Other researchers around the world have reported evidence of nuclear products, including neutrons, tritium and X-rays. But even if their results are taken as evidence of nuclear fusion, the amounts are far below the energy put into the system to create the effects, meaning its value as an energy source is limited.

Dr. Will and other institute scientists, excluding Stanley Pons and Martin Fleischmann, presented summaries of their results from the past year Thursday to the state Fusion/Energy Advisory Council.

Haven Bergeson, who heads the institute's physics group, presented evidence of small amounts of tritium, which is produced in nuclear fusion reactions. Although the amounts were only slightly above background levels, the experiments did appear to solve one of the most frustrating parts of the research, reproducibility. Dr.

Bergeson said the effect was seen in eight out of eight cells.

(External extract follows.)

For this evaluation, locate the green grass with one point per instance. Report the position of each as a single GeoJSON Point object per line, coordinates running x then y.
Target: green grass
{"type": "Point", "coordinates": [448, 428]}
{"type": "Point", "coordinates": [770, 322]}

The results still did not convince Douglas Morrison, a physicist from the European nuclear laboratory CERN and cold fusion skeptic who was present at Thursday's meeting. He said the amounts of tritium are so small that they cannot be taken as evidence of fusion.

Besides Drs. Pons and Fleischmann, who have so far declined to release their results, only one group of institute scientists, the engineering group, reported seeing any excess heat in the past year.

That was only one event lasting about 10 days last February. It occurred in one of seven cells run in the experiment, and the others turned up nothing.

Drs. Pons and Fleischmann originally reported getting four watts of excess heat for every one watt of electricity coming out, a 300 percent increase, and "bursts" of heat that reached up to 5000 percent.

But their more recent results have claimed only in the 20 percent to 30 percent level, according to Dr. Will.

Most scientists attributed the lower amounts to scientists, including Drs. Pons and Fleischmann, perfecting the experiment and eliminating many measurement errors contributing to the high results.

But Dr. Will is not ready to dismiss the earlier, higher results.

It is his hypothesis that those early "dirty" experiments provided the unknown catalysts to trigger the large amounts of heat. He said he has an idea about a triggering mechanism, but he did not want to discuss it with the press. "I think the group in India is already on to it."

One recent excess-heat experiment which has buoyed Dr. Will and others is the unusual work of two University of Hawaii researchers who ran their device using molten salts at about 650 degrees fahrenheit. They claimed to produce heat levels around 600 percent, with peak levels of 1500 percent.

But Dr. Morrison said he saw a paper on that work presented in Hawaii, and "they haven't made all the checks. It's still too early."